Perl is a family of high-level, general-purpose, interpreted, dynamic programming languages. The languages in this family include Perl 5 and Perl 6.
Though Perl is not officially an acronym, there are various backronyms in use, including “Practical Extraction and Reporting Language”. Perl was originally developed by Larry Wall in 1987 as a general-purpose Unix scripting language to make report processing easier. Since then, it has undergone many changes and revisions. Perl 6, which began as a redesign of Perl 5 in 2000, eventually evolved into a separate language. Both languages continue to be developed independently by different development teams and liberally borrow ideas from one another.
The Perl languages borrow features from other programming languages including C, shell script (sh), AWK, and sed; Wall also alludes to Basic and Lisp in the introduction to Learning Perl (Schwartz & Christiansen) and so on. They provide powerful text processing facilities without the arbitrary data-length limits of many contemporary Unix commandline tools, facilitating easy manipulation of text files. Perl 5 gained widespread popularity in the late 1990s as a CGI scripting language, in part due to its then unsurpassed regular expression and string parsing abilities.

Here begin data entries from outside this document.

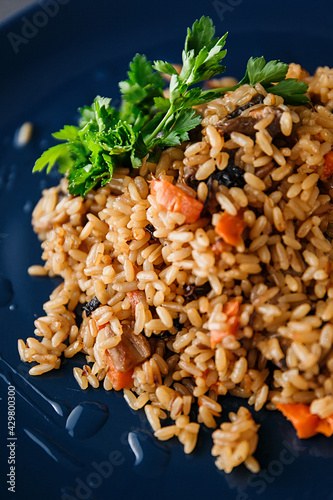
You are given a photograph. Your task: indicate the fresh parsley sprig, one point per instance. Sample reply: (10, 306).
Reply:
(147, 121)
(272, 76)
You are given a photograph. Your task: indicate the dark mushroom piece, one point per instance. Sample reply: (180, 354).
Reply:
(131, 350)
(244, 124)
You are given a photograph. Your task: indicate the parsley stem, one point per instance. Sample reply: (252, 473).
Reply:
(159, 126)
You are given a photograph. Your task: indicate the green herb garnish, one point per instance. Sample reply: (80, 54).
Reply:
(147, 122)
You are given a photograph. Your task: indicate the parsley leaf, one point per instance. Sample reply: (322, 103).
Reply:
(148, 121)
(292, 91)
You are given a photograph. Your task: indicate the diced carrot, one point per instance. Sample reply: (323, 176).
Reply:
(135, 296)
(230, 228)
(324, 427)
(330, 420)
(217, 336)
(174, 199)
(302, 419)
(328, 166)
(118, 379)
(231, 309)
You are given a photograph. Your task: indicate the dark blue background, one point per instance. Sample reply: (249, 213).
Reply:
(79, 49)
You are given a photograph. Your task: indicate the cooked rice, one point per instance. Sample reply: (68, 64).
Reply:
(281, 273)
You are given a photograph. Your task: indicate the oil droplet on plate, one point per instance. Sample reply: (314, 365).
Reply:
(86, 419)
(151, 457)
(6, 291)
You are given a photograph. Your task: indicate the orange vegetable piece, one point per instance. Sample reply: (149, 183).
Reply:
(174, 199)
(118, 379)
(135, 296)
(328, 166)
(324, 427)
(302, 419)
(230, 228)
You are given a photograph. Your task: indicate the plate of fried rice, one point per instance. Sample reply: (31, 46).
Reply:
(167, 322)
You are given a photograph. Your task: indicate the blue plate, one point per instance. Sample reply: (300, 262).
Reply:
(69, 444)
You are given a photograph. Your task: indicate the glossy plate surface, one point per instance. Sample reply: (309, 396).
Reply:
(71, 444)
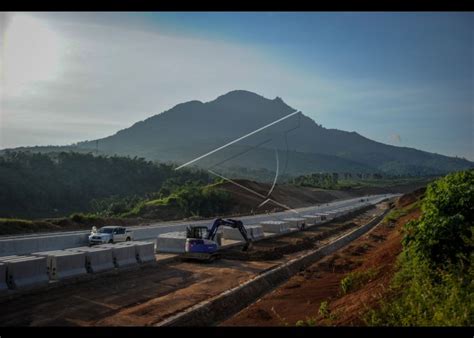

In addition to CGI, Perl 5 is used for system administration, network programming, finance, bioinformatics, and other applications, such as for GUIs. It has been nicknamed “the Swiss Army chainsaw of scripting languages” because of its flexibility and power, and also its ugliness. In 1998, it was also referred to as the “duct tape that holds the Internet together”, in reference to both its ubiquitous use as a glue language and its perceived inelegance.